Home Software Services About Contact usearch manual
FAQ: Should I retrain UTAX for my region / read length?

See also
 
UTAX algorithm
 
utax command
  How to train UTAX on your own reference data

If you have 16S or ITS reads with a different length or region than the pre-trained taxconfs files, then retraining may not be worth the effort -- it's often perfectly reasonable to chose the region and length that is closest to your reads.

Re-training parameters will not change the predicted taxon names -- UTAX will always predict that the taxonomy is the same as the top hit in the reference database (sorted by U = unique k-mer identity). Only the estimated confidence values can change. The main effect of retraining will be to adjust all confidence levels up or down by roughly the same amount at each rank. This means that the effect of re-training will be similar to adjusting the P-value cutoff up or down.

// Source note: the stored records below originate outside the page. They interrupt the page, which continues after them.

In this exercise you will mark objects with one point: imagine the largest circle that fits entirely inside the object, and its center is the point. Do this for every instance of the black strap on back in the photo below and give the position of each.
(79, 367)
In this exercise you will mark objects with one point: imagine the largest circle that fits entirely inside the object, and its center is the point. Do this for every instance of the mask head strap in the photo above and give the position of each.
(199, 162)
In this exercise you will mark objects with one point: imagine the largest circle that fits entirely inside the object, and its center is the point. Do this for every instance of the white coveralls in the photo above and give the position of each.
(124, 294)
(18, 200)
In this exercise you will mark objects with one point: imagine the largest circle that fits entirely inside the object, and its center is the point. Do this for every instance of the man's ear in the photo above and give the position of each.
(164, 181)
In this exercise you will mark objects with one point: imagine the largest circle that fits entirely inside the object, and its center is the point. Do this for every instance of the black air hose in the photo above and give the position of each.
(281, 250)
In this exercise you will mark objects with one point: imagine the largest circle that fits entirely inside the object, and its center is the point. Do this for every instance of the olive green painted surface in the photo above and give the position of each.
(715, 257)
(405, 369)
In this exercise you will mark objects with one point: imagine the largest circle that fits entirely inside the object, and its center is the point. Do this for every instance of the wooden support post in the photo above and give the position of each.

Does it matter for your analysis if the confidence values change by a small amount? Note that the interpretation of a confidence value is not very clear; for sure, if you set a cutoff P>0.9 that does not mean you should expect a 10% error rate (see taxonomy confidence for discussion). It could be much higher or lower, depending on your data.

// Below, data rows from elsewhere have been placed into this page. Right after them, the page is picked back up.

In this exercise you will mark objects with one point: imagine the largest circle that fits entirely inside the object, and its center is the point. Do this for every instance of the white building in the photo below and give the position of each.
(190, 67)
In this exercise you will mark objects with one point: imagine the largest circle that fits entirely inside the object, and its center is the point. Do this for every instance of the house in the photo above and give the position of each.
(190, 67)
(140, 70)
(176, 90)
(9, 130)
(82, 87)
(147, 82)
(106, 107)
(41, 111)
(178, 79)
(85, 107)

One way to get a sense of how big the change might be is to try running UTAX on your data with two different sets of parameters. E.g., suppose you have reads of length 350. Try running utax with parameters for lengths 250 and 500. How big is the change? Is the change very different from what you would get by changing the threshold? Check a few examples by hand. Once you've done this, you might feel confortable using one of the existing taxconfs file, perhaps with a different cutoff.

The biggest problems in taxonomy prediction are (1) reference databases are missing most species, and (2) taxonomies were mostly assigned before molecular sequence data was available, so there are conflicts and inconsistencies between sequence and taxonomy. Predictions will therefore be unreliable and noisy whatever you do.